Tuesday, March 28, 2017

There really was a Chef Boyardee




This has got to be one of my dumbest animations ever, but here it is anyway.  For God's sake, I could only find three pictures! Then they had to be worked on a lot to get them to match up. Pretend he is smacking his lips, or blowing on something to cool it off.

Like everyone else, I was surprised to discover there really was a Chef Boyardee, a renowned chef who owned popular Italian restaurants. This went on very nicely until World War II, when the nation desperately needed army rations. Voila - canned spaghetti! This had never been tried before, and it is said that soldiers went about with can openers slung around their necks to partake of cold, congealed ravioli and other gourmet delights.




This brought about a change in the product, of course, making it blander and more uniform. It was sturdy food that could provide quick calories and hold up in the trenches. But in the 1950s, when the good chef first appeared on TV, army-ration-style food was still very much "in". All those horrific Spam/gelatined table scraps/creamed everything recipes prove it. America still very much remembered the war as they entered that other war, the cold one.
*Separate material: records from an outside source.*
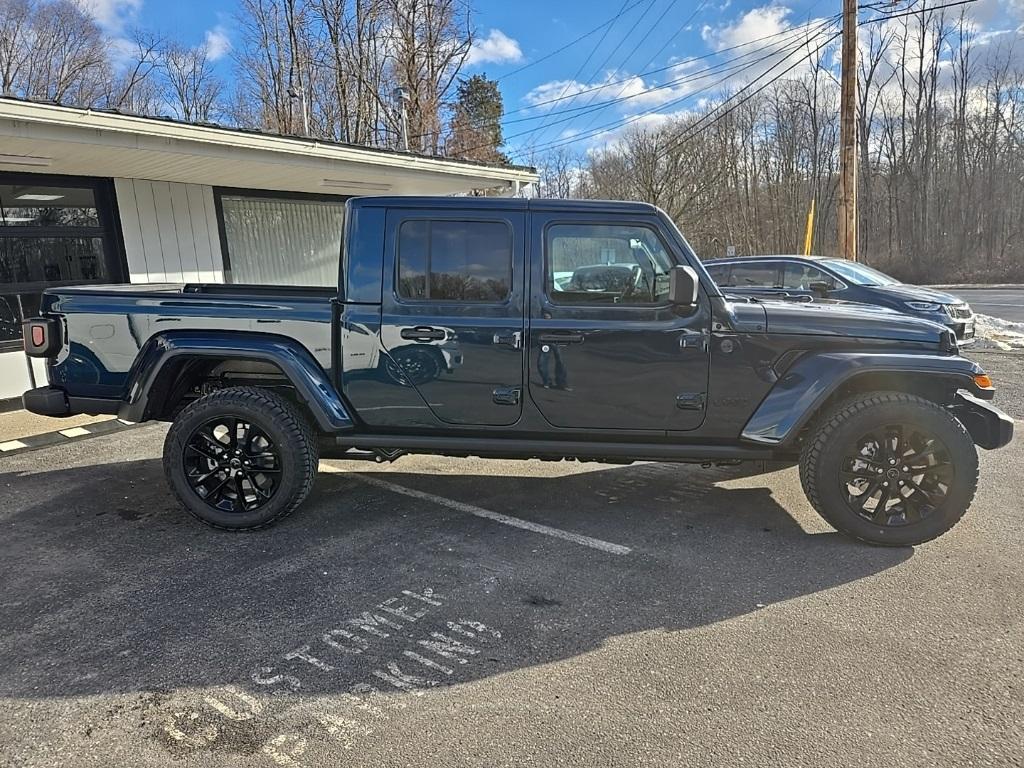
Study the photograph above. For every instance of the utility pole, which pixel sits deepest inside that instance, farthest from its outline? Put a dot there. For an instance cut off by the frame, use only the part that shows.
(400, 96)
(848, 135)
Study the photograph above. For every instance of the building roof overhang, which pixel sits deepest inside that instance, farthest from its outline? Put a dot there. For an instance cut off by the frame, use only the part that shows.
(42, 137)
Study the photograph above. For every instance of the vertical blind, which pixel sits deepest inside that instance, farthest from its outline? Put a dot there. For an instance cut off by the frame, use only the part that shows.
(282, 242)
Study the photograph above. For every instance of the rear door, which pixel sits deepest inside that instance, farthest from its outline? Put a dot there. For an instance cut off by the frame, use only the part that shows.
(453, 311)
(606, 349)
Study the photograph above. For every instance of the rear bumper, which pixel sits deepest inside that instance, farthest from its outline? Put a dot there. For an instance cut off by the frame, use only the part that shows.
(54, 401)
(989, 427)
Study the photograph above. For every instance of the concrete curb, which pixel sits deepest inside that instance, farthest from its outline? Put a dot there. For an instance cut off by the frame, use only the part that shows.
(72, 434)
(979, 287)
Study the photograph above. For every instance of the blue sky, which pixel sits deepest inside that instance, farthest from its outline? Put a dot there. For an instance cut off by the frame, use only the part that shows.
(515, 36)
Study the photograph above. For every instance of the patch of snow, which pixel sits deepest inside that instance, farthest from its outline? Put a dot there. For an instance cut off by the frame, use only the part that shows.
(995, 333)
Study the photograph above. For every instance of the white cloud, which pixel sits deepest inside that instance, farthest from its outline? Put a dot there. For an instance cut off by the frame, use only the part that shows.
(112, 14)
(217, 43)
(497, 47)
(755, 24)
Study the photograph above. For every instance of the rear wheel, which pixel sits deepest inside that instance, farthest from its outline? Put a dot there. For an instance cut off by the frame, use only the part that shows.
(241, 458)
(891, 469)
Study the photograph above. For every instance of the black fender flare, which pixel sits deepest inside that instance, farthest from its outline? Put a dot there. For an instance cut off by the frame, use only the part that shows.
(310, 381)
(802, 390)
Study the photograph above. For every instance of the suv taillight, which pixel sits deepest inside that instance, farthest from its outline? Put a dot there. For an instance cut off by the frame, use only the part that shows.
(42, 337)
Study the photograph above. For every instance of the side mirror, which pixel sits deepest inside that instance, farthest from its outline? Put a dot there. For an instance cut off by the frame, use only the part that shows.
(820, 288)
(683, 286)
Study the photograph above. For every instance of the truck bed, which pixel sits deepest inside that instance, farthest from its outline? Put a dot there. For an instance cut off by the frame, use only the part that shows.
(110, 325)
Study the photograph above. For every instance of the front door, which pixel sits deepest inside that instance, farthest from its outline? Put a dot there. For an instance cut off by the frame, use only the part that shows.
(453, 316)
(606, 348)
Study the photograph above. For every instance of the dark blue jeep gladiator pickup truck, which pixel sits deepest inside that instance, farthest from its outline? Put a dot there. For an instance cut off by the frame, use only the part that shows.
(523, 329)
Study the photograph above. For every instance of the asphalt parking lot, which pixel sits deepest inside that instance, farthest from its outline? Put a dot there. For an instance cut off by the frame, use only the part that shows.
(459, 612)
(1007, 303)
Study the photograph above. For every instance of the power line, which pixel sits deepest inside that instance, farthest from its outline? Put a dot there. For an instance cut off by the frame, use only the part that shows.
(569, 44)
(786, 53)
(614, 50)
(887, 16)
(690, 133)
(682, 27)
(791, 32)
(720, 68)
(675, 65)
(593, 50)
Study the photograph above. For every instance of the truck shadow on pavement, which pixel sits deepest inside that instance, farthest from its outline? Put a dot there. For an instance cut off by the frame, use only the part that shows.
(109, 587)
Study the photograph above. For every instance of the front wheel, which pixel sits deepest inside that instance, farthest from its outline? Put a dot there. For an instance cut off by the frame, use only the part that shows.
(241, 458)
(890, 469)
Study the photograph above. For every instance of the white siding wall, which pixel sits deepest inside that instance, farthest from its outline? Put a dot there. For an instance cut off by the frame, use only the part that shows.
(13, 375)
(170, 231)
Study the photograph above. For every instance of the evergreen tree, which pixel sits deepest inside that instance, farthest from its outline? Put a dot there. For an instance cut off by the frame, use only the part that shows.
(475, 129)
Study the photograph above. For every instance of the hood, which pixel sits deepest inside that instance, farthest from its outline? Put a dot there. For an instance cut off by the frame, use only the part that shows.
(903, 292)
(842, 318)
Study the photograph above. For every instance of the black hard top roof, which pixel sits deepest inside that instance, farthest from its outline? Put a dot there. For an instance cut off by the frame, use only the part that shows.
(506, 204)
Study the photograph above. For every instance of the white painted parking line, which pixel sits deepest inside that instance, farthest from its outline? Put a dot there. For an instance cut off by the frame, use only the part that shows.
(586, 541)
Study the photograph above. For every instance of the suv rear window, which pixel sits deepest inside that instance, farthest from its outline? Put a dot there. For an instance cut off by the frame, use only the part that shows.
(444, 260)
(756, 274)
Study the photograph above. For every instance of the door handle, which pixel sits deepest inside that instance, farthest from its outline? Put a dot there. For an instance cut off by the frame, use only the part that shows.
(513, 339)
(560, 338)
(423, 333)
(696, 341)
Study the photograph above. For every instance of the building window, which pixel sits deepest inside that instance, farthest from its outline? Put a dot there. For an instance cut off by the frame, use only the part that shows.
(455, 261)
(281, 240)
(54, 230)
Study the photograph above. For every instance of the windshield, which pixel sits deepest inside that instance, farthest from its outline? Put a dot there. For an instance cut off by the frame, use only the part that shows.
(859, 274)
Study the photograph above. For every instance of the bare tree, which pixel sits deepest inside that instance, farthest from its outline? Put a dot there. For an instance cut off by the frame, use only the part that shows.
(193, 85)
(429, 43)
(136, 87)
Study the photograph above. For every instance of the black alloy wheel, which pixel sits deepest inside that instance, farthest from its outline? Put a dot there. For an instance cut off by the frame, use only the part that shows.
(231, 465)
(890, 468)
(897, 475)
(241, 458)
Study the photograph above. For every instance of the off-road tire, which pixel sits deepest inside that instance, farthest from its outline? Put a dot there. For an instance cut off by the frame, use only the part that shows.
(281, 420)
(823, 453)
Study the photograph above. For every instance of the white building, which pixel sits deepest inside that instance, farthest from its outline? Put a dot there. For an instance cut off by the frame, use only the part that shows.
(98, 197)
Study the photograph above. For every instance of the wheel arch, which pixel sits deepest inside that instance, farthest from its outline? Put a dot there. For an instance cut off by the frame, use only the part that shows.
(816, 382)
(170, 364)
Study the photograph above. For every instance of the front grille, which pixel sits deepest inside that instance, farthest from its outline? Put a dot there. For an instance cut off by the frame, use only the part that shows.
(958, 311)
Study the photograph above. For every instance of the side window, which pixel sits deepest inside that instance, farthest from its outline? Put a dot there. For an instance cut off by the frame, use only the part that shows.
(800, 276)
(719, 273)
(755, 274)
(455, 261)
(606, 264)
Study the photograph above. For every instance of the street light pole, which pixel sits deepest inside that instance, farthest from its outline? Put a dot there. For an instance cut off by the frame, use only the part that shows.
(848, 135)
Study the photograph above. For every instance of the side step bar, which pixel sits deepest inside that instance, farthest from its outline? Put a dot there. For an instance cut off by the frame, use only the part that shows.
(526, 449)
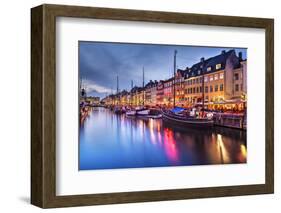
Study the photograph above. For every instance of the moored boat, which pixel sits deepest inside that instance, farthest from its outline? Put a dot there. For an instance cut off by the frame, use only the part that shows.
(185, 120)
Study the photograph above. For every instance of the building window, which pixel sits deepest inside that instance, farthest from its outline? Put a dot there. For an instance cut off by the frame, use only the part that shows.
(236, 87)
(216, 76)
(218, 66)
(206, 89)
(216, 88)
(205, 79)
(221, 87)
(236, 76)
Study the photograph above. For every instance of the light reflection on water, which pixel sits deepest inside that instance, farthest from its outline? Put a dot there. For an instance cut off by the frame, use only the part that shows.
(109, 141)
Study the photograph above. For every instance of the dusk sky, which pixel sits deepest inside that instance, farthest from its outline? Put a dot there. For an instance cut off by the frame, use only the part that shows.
(100, 63)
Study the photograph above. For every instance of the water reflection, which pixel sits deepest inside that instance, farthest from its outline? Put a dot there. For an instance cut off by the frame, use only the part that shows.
(110, 141)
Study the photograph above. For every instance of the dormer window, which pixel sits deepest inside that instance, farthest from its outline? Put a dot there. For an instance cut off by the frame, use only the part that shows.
(218, 66)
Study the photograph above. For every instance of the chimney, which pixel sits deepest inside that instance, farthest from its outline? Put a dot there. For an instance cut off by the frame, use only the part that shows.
(240, 56)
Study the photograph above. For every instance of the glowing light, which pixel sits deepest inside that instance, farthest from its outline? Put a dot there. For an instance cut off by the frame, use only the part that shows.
(170, 145)
(243, 150)
(222, 150)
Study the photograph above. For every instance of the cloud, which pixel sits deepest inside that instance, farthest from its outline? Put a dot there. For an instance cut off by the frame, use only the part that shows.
(91, 87)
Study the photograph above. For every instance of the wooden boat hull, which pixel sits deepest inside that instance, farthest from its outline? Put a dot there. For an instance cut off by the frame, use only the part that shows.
(190, 122)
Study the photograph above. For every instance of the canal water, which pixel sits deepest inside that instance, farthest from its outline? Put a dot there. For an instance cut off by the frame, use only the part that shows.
(110, 141)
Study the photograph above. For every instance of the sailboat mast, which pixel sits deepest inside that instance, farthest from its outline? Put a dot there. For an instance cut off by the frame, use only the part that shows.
(175, 64)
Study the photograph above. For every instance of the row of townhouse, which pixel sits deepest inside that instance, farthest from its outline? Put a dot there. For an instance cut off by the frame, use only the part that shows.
(220, 80)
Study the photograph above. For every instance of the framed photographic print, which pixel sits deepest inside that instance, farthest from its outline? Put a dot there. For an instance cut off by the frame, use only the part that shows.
(135, 106)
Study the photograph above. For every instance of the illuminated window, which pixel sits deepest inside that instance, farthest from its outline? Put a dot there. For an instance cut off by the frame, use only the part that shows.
(216, 76)
(206, 89)
(236, 87)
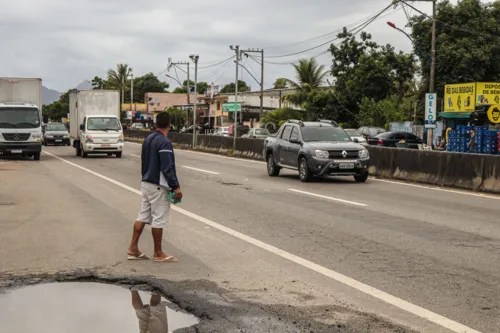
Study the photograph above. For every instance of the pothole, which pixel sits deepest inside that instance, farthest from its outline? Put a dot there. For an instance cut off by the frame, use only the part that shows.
(88, 307)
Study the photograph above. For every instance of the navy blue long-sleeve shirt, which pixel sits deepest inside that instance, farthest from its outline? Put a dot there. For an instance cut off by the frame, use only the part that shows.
(158, 161)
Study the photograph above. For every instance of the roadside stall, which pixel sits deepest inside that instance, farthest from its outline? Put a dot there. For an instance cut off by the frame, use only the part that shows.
(472, 113)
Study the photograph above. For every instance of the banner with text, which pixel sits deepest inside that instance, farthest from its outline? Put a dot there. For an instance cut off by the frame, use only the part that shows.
(459, 97)
(488, 93)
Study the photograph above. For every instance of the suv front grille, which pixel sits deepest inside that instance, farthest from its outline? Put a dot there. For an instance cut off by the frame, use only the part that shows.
(338, 154)
(16, 136)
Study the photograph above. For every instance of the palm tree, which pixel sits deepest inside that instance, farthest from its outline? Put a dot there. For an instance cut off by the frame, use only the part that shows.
(310, 76)
(117, 79)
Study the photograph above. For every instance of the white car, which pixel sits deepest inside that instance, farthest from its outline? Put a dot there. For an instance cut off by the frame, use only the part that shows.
(354, 134)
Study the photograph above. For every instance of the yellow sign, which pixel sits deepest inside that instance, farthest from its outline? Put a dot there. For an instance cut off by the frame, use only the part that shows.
(488, 93)
(494, 114)
(459, 97)
(141, 107)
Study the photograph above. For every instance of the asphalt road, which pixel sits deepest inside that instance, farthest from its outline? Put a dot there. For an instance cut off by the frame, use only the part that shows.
(418, 257)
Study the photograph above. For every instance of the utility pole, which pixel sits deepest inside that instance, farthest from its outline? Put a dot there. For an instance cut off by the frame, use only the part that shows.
(177, 64)
(261, 83)
(131, 90)
(235, 130)
(432, 76)
(195, 59)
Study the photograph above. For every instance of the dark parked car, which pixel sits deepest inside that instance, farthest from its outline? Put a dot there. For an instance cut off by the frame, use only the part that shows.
(370, 133)
(315, 149)
(399, 139)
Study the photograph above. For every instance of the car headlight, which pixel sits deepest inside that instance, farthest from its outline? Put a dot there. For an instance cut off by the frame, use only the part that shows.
(364, 153)
(322, 153)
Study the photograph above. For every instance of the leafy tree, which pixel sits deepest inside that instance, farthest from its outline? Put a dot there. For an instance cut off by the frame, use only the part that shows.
(468, 43)
(310, 76)
(280, 83)
(363, 68)
(65, 97)
(381, 113)
(179, 90)
(201, 87)
(279, 116)
(117, 79)
(177, 116)
(146, 83)
(231, 88)
(327, 104)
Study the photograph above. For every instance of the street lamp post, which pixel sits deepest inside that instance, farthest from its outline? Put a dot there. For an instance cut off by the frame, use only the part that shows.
(195, 59)
(236, 49)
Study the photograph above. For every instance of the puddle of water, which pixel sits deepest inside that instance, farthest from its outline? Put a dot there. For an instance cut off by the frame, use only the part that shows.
(88, 307)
And the cold rations went over well. I fed my kids Chef Boyardee ravioli (which my toddler son called "dabioti") because they ate it, and liked it, and it was easy. I guess they survived. I even ate it myself, but the last time I tried it, it tasted like nothing. I was shocked.

I find it interesting that, while he and the announcer both correctly pronounce his name "Boi-AR-di", it soon evolved into the supposedly-more-manageable "Boy-ar-DEE". I will never forget those pizza mixes, which for years and years was the only pizza we ever consumed: thin cardboard crust, non-zippy red sauce, and a little can of powder that passed for cheese.